Intriguing India: The Colourful East
By Hugh and Colleen Gantzer
Niyogi Books. Pages 218. Rs 595

Travel writing, according to a friend who is a prolific writer, is the most difficult thing to do. For, one needs to be part of the narration without becoming the central element in it, and to present facts without sounding boastful. Hugh and Collen Gantzer’s book The Colourful East, which is the fourth in their Intriguing India series, taught me something else: In a good travelogue, topography plays second fiddle to demography. After all, the essence of a place lies in its people and its cultural roots, not the geographical boundaries.

Hugh and Colleen Gantzer, the travel writer-cum-photographer team, started India’s first travel column in a national daily and later hosted India’s first national television travel show. They have recently been given the National Tourism Award for their earlier two books in the same series — Intriguing India: The Alluring North and Intriguing India: The Vibrant West.

The duo’s eastward journey starts from Puri with Lord Jagannath’s Rath Yatra where the Nandighosla — the 45-feet and 6-inch tall and 34-feet and 6-inch wide rath —is not just a spiritual symbol but also a source of cultural assimilation.

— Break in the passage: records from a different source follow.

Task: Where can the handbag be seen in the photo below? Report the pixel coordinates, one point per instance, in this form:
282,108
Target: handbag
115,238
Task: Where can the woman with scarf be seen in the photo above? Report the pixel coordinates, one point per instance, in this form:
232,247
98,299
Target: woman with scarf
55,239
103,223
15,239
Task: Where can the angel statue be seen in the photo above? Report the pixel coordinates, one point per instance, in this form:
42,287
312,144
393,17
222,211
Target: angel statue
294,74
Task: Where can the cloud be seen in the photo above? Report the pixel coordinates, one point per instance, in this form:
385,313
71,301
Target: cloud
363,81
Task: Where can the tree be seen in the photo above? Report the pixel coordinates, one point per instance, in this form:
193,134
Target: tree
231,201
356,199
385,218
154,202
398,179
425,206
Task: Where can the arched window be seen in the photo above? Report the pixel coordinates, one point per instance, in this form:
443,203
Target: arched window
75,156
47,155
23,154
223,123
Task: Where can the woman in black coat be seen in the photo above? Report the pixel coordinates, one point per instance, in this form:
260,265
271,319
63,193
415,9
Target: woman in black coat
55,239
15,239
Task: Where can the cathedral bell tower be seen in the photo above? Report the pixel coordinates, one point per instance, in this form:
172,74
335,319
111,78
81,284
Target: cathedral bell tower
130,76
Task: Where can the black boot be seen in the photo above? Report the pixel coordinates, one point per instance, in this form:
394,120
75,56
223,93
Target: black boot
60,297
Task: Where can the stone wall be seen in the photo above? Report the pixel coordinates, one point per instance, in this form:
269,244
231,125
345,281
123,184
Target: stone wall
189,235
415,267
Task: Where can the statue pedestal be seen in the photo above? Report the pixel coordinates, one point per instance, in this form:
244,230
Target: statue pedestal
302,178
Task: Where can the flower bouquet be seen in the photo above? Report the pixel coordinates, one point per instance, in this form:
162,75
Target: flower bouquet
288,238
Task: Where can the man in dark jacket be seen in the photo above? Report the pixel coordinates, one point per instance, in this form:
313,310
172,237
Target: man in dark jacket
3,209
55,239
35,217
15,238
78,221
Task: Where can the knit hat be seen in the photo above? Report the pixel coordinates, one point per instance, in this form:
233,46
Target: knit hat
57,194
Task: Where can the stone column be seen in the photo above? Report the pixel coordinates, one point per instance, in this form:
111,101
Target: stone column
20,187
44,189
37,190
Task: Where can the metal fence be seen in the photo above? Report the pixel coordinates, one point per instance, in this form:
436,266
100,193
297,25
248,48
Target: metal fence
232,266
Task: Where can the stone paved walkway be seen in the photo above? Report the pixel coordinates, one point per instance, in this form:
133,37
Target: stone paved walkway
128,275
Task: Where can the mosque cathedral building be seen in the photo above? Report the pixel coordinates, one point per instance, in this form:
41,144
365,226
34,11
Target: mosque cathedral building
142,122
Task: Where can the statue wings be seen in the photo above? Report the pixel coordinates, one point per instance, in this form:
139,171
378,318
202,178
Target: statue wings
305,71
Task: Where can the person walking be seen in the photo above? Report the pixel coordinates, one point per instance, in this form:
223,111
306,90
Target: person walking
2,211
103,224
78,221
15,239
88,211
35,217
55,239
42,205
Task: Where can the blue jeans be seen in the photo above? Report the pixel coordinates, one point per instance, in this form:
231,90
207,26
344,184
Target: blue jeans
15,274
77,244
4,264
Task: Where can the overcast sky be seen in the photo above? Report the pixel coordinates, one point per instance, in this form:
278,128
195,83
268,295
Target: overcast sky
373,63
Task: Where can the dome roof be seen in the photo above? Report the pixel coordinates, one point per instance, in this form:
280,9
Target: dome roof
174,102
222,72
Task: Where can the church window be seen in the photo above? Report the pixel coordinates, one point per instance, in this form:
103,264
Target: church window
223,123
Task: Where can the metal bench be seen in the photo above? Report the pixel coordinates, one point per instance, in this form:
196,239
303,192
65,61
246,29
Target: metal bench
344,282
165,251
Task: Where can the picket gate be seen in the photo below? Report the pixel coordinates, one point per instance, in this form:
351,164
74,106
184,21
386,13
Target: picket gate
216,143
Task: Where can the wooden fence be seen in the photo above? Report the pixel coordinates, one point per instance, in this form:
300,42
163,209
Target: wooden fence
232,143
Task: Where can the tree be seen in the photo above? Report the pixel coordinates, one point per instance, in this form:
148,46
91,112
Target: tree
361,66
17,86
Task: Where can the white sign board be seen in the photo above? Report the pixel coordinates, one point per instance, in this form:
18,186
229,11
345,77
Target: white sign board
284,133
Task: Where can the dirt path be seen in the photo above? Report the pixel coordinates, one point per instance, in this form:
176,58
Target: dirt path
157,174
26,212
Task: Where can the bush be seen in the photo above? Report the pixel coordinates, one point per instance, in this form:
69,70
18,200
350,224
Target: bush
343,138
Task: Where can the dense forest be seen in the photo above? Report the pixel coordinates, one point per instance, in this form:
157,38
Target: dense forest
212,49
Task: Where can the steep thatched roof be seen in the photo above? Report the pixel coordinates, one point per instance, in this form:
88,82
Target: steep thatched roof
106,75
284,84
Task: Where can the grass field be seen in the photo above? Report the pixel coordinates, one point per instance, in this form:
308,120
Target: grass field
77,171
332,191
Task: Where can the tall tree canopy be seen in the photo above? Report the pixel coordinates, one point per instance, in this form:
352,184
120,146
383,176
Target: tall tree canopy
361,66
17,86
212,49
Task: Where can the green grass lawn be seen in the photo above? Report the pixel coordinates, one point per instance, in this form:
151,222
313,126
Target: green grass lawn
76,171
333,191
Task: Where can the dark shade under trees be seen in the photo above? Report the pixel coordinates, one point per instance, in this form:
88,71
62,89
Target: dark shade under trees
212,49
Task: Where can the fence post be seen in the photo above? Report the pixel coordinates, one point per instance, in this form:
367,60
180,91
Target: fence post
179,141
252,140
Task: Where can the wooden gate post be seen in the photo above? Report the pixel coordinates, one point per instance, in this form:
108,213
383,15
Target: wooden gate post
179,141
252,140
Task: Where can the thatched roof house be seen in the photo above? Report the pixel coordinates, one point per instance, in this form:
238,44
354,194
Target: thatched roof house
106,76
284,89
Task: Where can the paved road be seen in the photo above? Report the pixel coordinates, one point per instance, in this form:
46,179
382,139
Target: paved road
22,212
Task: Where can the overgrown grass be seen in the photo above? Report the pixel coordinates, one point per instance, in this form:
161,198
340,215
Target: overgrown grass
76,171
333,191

When the authors seek out non-descript places like Raghurajpur, a heritage crafts village in Puri, and present them as places designed by a rural Le Corbusier, one realises that travel is not about visiting exotic locations but finding the unusual in the most commonplace. As one hitches on to their bandwagon along the coast of Odisha, learning about the Gotipua culture or getting pleasantly shocked by the erotic art of Konark or feeling reassured that the over-hyped war between man and nature will not destroy the planet, which they inferred from their visit to Chilka, and finally arrive at the celestial power base Kamakhya, via places like Bastar and Bodh Gaya, one gets wiser about the metal casting process which the tribesmen follow in Bastar, the tingling taste of red ants and the ethical silk Kosa and more.

The final leg of their journey is along the mighty Brahmaputra on a ship called RV Chairaidew, exploring remains of the Ahom dynasty, the world’s largest riverine island Majuli and culminating at Kaziranga, the wildlife sanctuary. The East is intriguing without a doubt, but the places, people or the myriad cultural traits would have been a distant reality without a link. Luckily, the authors have been showing their curiosity and asking questions like "Was it not against nature for boys to dress and gyrate like girls like they do in Gotipua culture?" and coming up with unpretentious answers like any ordinary people would, to justify an out-of-the-ordinary situation. With this quality they make that distant place a reality, which one feels like visiting someday!